本文简单描述一下goim的auth流程
auth成功以后,便可以接收推送过来的聊天消息
auth流程如下:
client ⇒ comet ⇒ logic ⇒ comet ⇒ client
其中client发往comet的结构为
message Proto {
int32 ver = 1 [(gogoproto.jsontag) = "ver"];
int32 op = 2 [(gogoproto.jsontag) = "op"];
int32 seq = 3 [(gogoproto.jsontag) = "seq"];
bytes body = 4 [(gogoproto.jsontag) = "body"];
}
comet大体流程是先处理client连接请求,然后通过grpc调用logic的Connect方法,具体代码参考comet的代码文件server_tcp.go。
部分代码如下:
// auth for goim handshake with client, use rsa & aes.

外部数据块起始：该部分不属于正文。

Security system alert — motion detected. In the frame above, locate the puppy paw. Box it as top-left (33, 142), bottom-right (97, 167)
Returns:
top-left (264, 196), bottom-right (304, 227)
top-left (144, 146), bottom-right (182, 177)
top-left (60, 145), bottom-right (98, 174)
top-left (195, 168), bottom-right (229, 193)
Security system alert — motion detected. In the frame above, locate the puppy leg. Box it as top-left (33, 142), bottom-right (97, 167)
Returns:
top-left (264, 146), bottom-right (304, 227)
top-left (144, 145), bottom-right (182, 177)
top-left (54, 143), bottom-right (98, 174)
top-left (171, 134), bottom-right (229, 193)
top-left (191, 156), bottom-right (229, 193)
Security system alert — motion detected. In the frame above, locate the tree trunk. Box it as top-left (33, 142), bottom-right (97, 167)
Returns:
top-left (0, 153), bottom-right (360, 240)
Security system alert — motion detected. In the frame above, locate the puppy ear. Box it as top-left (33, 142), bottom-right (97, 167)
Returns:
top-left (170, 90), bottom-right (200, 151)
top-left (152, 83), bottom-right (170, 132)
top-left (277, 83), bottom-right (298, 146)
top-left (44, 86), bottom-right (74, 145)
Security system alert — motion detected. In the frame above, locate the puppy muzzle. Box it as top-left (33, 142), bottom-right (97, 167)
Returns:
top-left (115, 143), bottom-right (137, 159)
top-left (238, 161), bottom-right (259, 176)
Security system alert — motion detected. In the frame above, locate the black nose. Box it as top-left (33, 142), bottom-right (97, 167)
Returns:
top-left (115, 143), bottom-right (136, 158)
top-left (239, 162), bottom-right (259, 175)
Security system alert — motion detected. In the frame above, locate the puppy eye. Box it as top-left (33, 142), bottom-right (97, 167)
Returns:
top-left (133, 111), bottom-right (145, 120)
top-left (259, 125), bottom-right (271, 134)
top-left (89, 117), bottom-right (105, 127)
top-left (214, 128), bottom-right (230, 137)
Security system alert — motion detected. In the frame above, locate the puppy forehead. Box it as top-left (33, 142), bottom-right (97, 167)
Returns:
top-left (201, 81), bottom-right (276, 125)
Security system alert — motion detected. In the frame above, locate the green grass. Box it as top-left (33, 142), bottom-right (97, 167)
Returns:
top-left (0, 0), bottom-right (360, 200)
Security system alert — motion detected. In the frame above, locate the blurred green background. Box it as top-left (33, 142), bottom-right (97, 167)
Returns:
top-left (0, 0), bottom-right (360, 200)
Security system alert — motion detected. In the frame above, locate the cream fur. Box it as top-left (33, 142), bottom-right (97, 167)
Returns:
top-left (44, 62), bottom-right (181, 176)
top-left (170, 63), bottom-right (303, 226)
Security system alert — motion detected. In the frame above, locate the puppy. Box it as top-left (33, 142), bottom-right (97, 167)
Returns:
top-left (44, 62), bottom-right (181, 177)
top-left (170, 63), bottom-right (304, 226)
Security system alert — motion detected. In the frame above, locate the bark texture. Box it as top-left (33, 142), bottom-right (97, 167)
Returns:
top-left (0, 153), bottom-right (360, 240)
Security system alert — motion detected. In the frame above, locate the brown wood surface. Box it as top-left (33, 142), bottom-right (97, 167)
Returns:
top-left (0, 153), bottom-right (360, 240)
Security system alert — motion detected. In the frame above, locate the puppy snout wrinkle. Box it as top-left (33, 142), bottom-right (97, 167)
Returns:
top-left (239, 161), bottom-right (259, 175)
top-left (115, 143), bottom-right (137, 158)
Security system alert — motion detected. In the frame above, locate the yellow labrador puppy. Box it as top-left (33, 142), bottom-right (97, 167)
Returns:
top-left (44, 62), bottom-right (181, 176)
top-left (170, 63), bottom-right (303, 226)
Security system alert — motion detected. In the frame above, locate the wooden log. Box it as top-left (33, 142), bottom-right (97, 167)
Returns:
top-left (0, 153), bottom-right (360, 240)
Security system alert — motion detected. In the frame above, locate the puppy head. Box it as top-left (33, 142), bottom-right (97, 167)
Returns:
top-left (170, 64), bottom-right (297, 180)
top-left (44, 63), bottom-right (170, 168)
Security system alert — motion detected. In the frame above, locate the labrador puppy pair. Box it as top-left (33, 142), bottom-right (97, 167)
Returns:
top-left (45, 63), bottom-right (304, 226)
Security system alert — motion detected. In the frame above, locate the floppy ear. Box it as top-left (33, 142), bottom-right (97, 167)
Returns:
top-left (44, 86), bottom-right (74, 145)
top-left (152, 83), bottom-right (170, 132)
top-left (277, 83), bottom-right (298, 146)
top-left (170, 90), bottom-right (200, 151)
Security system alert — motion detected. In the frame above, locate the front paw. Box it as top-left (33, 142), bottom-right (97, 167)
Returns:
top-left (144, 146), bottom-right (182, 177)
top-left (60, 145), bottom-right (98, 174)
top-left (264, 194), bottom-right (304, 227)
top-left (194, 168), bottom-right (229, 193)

func (s *Server) authTCP(ctx context.Context, rr *bufio.Reader, wr *bufio.Writer, p *grpc.Proto) (mid int64, key, rid string, accepts []int32, hb time.Duration, err error) {
for {
if err = p.ReadTCP(rr); err != nil {
return
}
if p.Op == grpc.OpAuth {
break
} else {
log.Errorf("tcp request operation(%d) not auth", p.Op)
}
}
if mid, key, rid, accepts, hb, err = s.Connect(ctx, p, ""); err != nil {
log.Errorf("authTCP.Connect(key:%v).err(%v)", key, err)
return
}
p.Op = grpc.OpAuthReply
p.Body = nil
if err = p.WriteTCP(wr); err != nil {
log.Errorf("authTCP.WriteTCP(key:%v).err(%v)", key, err)
return
}
err = wr.Flush()
return
}
其中p.ReadTCP(rr)就是解析客户端过来的消息,也就是上面提到的结构Proto,紧接着调用Connect方法,这个Connect的接口声明在comet的operation.go中,如下:
// Connect connected a connection.
func (s *Server) Connect(c context.Context, p *model.Proto, cookie string) (mid int64, key, rid string, accepts []int32, heartbeat time.Duration, err error) {
reply, err := s.rpcClient.Connect(c, &logic.ConnectReq{
Server: s.serverID,
Cookie: cookie,
Token: p.Body,
})
if err != nil {
return
}
return reply.Mid, reply.Key, reply.RoomID, reply.Accepts, time.Duration(reply.Heartbeat), nil
}
在这个函数中,调用了logic提供的grpc方法Connect,其接口定义在api.proto中,如下:
message ConnectReq {
option (gogoproto.goproto_stringer) = false;
string server = 1;
string cookie = 2;
bytes token = 3;
}
message ConnectReply {
int64 mid = 1;
string key = 2;
string roomID = 3;
repeated int32 accepts = 4;
int64 heartbeat = 5;
}
service Logic {
// 省略其他接口
// Connect
rpc Connect(ConnectReq) returns (ConnectReply);
// 省略其他接口
}
通过代码可知,ConnectReq中的server是comet的ip和端口组成的字符串(可唯一标识comet),token内容为json字符串,一个示例如下:
var token = '{"mid":123, "room_id":"live://1000", "platform":"web", "accepts":[1000,1001,1002]}'
logic的Connect方法定义在logic的conn.go文件中,如下:
// Connect connected a conn.
func (l *Logic) Connect(c context.Context, server, cookie string, token []byte) (mid int64, key, roomID string, accepts []int32, hb int64, err error) {
var params struct {
Mid int64 `json:"mid"`
Key string `json:"key"`
RoomID string `json:"room_id"`
Platform string `json:"platform"`
Accepts []int32 `json:"accepts"`
}
if err = json.Unmarshal(token, ¶ms); err != nil {
log.Errorf("json.Unmarshal(%s) error(%v)", token, err)
return
}
mid = params.Mid
roomID = params.RoomID
accepts = params.Accepts
hb = int64(l.c.Node.Heartbeat) * int64(l.c.Node.HeartbeatMax)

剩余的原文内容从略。